Problem with this paragraph is Ian have already covered guns and ammunition that were/are just for the civilian market and not military.
Sure, Ian has covered civilian guns before. Universally, they had something he found
interesting about it. It was either because they were related to some military project, sold on the civilian market by military contractors because they weren't picked up by any military/law enforcement organization, owned/designed by someone interesting, production/design prototypes, or just plain fucking weird/disastrous (the Zip 22, for example). Even videos like the one on the Mini-14 mention them being used by LEO/militaries and spend a lot of time on the background of the development process and the designer's intentions for the guns.

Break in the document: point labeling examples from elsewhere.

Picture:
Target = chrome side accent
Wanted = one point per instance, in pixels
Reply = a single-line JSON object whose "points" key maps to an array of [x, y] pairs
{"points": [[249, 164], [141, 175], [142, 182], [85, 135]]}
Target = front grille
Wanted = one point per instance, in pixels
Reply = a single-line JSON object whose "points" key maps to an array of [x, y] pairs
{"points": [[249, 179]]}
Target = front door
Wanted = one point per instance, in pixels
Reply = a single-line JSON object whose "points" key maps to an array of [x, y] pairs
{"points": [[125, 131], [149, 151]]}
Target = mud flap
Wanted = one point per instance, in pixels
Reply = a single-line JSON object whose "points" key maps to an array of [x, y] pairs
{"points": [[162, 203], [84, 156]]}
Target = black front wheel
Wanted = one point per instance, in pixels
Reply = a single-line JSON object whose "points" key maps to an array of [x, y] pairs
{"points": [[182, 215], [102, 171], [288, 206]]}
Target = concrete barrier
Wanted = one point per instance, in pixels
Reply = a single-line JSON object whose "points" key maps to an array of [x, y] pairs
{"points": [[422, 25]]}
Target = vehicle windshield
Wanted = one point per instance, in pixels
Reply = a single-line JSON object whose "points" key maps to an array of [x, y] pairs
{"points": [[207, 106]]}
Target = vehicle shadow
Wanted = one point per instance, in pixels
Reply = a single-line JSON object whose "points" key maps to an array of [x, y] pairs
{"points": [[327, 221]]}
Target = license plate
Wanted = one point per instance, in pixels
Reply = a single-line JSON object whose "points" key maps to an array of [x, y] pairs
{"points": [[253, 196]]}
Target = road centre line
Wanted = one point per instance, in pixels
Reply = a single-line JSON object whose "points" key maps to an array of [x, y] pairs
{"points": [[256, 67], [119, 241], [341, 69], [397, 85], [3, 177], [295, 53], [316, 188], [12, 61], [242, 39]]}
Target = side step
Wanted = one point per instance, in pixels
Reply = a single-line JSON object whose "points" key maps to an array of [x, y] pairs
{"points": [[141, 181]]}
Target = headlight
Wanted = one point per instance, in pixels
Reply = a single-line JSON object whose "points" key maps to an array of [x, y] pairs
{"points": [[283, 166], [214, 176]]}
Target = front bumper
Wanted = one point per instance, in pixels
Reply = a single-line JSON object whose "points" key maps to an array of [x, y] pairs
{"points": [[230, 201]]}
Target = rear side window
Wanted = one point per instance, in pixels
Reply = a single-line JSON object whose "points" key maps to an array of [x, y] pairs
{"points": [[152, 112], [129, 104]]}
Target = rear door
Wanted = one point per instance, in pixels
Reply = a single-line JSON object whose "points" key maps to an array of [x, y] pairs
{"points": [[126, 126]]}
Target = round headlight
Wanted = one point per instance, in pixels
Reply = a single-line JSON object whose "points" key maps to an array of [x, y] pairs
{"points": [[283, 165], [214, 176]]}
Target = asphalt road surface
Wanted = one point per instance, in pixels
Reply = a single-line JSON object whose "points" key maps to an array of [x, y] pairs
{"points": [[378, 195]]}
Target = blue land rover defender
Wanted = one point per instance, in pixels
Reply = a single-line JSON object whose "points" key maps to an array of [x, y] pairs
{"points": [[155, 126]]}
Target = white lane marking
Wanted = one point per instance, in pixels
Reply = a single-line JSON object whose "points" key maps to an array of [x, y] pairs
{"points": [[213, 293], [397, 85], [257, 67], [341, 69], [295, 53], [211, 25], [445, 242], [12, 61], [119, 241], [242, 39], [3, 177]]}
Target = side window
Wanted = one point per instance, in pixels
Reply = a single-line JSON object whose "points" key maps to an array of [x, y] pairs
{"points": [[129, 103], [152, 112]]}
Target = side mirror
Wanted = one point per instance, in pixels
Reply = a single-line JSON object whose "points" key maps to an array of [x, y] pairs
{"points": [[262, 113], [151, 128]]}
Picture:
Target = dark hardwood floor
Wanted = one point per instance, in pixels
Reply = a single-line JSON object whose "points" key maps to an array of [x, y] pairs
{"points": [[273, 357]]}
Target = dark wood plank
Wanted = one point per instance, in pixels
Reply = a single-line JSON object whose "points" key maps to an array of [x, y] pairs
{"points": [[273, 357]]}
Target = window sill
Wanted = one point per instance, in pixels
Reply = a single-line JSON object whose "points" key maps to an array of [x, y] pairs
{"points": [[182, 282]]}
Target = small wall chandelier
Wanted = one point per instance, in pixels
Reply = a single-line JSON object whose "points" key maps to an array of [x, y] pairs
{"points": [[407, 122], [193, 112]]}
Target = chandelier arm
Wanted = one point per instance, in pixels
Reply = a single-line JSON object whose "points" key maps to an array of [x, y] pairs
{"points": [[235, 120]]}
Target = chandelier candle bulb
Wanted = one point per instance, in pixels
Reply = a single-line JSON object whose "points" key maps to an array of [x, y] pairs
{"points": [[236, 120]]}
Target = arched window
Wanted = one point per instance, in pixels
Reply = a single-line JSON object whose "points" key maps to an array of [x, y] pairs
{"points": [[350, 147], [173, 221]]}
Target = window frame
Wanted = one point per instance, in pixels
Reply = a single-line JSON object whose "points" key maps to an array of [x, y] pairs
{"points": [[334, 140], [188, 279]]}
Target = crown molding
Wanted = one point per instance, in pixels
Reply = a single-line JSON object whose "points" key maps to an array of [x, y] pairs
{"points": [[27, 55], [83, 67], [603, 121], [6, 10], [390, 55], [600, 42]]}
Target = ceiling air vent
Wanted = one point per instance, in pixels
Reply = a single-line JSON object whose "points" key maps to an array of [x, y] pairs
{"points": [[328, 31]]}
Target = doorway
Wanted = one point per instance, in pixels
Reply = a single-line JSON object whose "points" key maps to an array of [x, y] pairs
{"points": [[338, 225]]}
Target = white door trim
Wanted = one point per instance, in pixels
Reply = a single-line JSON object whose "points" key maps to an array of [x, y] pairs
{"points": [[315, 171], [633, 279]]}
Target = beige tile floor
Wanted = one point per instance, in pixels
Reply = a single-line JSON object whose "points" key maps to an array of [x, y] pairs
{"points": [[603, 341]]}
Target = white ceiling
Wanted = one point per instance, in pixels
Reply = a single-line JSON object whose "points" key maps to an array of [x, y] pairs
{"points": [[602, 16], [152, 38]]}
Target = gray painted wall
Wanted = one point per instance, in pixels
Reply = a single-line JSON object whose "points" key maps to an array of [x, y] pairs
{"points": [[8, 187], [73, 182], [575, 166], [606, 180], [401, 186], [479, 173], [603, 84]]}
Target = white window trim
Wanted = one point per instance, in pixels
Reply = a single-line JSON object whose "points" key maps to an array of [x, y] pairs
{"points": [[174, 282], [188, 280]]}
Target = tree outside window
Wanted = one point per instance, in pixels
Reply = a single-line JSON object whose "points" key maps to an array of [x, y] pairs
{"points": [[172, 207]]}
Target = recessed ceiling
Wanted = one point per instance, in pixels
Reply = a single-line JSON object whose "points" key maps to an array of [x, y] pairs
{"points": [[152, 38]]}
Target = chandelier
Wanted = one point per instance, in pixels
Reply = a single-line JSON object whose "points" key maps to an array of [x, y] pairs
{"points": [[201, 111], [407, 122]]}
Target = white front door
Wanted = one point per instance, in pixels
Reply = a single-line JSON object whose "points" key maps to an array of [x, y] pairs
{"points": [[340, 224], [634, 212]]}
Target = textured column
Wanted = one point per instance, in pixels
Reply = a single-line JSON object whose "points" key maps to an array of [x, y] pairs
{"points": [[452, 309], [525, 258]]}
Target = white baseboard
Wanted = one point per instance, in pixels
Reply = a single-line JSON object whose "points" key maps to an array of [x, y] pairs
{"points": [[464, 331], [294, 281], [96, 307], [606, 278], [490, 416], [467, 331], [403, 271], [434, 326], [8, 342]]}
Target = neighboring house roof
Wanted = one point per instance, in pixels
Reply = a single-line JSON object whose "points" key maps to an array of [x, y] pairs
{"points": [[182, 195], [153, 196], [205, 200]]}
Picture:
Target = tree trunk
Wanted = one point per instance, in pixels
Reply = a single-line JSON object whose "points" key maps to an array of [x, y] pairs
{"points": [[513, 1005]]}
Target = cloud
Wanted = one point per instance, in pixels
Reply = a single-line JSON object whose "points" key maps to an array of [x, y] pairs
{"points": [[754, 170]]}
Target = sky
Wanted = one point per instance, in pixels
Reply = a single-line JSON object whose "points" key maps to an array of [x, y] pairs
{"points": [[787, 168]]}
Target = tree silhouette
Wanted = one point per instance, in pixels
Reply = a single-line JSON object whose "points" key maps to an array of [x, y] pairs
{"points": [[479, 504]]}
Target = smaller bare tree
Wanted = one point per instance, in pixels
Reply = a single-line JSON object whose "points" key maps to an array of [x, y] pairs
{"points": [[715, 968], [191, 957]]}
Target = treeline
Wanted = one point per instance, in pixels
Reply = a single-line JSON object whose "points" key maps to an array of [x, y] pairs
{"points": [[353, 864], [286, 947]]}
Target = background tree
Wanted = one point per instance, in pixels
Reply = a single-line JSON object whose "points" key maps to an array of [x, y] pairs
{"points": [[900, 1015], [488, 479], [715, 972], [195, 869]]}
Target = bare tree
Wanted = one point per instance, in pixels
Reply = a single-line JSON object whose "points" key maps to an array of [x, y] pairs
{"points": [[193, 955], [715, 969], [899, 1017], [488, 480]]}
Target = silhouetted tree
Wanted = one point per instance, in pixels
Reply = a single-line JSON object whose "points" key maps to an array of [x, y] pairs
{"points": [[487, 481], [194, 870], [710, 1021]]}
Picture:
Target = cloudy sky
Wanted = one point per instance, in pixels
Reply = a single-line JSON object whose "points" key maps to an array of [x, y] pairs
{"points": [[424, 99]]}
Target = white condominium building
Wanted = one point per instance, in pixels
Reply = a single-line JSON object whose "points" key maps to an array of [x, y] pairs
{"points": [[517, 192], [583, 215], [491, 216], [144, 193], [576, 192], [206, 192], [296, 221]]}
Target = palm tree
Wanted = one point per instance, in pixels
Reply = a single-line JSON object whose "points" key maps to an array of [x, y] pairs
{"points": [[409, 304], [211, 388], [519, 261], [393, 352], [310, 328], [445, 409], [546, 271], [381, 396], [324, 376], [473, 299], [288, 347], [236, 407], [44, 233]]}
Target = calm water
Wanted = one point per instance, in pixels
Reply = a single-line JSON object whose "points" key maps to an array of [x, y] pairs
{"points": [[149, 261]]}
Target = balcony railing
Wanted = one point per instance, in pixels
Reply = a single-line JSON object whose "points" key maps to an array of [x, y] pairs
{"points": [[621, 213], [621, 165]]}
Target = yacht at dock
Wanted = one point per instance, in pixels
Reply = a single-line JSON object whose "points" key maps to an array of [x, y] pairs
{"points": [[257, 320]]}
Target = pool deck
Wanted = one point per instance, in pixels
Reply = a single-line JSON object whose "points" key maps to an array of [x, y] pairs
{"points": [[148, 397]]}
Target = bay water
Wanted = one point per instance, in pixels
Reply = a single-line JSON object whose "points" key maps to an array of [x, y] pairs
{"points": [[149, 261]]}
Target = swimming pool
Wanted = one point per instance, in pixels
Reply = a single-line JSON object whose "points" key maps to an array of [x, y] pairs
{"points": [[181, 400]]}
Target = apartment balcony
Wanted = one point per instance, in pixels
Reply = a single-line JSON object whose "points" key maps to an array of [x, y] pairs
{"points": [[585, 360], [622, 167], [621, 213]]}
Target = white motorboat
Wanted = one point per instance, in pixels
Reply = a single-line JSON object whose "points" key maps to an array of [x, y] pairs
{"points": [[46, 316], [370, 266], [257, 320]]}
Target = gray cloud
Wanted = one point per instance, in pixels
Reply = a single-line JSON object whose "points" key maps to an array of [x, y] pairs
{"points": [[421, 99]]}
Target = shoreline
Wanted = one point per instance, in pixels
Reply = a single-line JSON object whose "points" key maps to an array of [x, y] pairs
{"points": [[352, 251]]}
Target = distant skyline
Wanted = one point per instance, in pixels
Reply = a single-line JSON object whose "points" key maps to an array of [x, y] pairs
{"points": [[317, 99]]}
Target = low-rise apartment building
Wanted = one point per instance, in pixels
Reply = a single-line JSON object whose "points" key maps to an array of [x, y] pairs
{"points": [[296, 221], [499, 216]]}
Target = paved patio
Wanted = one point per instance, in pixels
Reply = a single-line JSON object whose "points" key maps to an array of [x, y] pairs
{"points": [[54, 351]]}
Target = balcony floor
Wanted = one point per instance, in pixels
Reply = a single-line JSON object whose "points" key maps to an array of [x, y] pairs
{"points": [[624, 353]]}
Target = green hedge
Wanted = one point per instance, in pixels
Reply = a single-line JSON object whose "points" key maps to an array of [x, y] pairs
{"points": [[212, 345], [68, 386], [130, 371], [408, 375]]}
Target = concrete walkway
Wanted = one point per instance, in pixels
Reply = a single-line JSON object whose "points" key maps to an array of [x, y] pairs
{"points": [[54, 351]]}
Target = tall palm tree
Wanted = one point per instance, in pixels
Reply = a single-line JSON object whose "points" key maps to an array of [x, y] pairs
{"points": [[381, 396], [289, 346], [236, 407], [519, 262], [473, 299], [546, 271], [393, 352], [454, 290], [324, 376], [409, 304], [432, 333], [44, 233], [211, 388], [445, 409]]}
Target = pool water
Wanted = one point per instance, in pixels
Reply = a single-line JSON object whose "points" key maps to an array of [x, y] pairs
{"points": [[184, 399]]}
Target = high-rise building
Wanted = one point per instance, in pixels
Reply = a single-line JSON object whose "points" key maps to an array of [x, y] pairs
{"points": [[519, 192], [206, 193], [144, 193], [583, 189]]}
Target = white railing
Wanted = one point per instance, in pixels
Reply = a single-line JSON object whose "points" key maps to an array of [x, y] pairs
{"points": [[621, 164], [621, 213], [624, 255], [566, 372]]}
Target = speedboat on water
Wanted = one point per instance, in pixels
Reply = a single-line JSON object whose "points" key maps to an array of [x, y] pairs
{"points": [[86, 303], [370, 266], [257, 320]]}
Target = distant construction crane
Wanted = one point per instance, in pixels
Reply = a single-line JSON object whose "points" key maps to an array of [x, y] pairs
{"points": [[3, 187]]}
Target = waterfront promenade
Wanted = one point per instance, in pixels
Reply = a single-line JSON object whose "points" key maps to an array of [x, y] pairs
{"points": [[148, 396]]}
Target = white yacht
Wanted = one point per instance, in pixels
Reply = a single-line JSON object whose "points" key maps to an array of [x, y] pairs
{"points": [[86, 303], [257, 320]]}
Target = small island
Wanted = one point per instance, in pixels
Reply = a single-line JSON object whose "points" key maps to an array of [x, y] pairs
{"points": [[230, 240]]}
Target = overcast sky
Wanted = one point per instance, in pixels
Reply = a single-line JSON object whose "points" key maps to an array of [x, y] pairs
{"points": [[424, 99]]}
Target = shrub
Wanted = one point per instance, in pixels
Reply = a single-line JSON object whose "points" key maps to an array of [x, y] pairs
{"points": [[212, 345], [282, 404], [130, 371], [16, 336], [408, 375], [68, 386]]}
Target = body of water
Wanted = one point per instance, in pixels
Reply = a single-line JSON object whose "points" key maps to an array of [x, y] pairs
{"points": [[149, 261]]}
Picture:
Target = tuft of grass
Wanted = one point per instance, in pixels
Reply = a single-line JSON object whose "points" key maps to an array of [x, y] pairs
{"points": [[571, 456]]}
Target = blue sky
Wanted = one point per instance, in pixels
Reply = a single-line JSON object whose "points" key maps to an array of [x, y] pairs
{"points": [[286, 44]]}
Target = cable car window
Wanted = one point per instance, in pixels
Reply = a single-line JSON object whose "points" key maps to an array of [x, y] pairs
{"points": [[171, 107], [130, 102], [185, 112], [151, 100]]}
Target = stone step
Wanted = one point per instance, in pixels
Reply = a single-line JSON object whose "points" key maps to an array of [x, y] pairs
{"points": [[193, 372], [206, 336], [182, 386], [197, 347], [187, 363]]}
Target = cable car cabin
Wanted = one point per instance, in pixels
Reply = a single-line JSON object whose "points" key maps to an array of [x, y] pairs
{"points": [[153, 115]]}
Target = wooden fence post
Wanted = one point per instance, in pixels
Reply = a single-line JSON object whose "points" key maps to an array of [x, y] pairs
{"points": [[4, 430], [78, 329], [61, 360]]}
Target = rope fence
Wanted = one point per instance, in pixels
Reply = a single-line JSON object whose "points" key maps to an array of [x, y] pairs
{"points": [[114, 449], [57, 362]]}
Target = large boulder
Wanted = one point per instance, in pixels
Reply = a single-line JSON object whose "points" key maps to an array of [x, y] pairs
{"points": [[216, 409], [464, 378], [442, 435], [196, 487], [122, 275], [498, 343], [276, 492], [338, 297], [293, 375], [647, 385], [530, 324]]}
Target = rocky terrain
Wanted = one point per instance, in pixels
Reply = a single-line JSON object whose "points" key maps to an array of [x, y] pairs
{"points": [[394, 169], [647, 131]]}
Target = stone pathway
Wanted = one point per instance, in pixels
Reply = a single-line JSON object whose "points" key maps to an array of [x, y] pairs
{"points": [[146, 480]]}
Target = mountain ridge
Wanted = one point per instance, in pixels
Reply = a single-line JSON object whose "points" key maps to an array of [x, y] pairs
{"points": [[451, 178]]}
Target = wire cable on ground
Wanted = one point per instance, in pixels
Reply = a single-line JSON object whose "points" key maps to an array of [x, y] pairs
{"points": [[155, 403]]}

It needs to be interesting to him, either in design or history, and most civilian guns out there simply don't have much to talk about in terms of history or engineering. He talks about it himself: there's no point in doing videos on the vast majority of new pistols coming out because they're almost all polymer-framed wonder9s with very little to differentiate them from the rest of the pack besides price. Which is why he spent so long fellating the Hudson H9 and the Laugo Alien: they were trying something different and that nerd loves himself some novelty.
Even those cohorts have shown interest in guns despite the inability to legally own anything for self-defense like those already mentioned, Japan and elsewhere.
Yes, but are these fractions of those cohorts substantive enough to sustain viewership of a channel with over 2 million subscribers and seemingly mounting expenses? I would argue not.
If you want to know why he's going with sponsors, it's because the vast majority of the audience on youtube, particularly guntube, are already used to 1.5 ads per videos. I don't think he's appreciably lost views since starting to run those ads on his videos. So not doing it is leaving money on the table, and I'm just glad he hasn't picked up any spots from Raid Shadow Legends yet. This is the content landscape we live in, unfortunately.
Anyway...
Instead of branching off into mass produced and exclusively civilian guns (a subject he's probably not as passionate about) I'd rather Ian stole the "vignettes" format from Karl and started talking more about interesting events that tend to get drowned out by the larger narratives of war. Like the occasional videos he does with those history tours. The man can spin a good yarn, after all. Failing that, I think it would be interesting to see him trying to learn the history and details of artillery pieces and whatnot. Give the Chieftain a call, see if he can sneak him into a couple military vehicle museums/collections. I rather enjoyed his occasional videos on pack howitzers, mortars and the likes.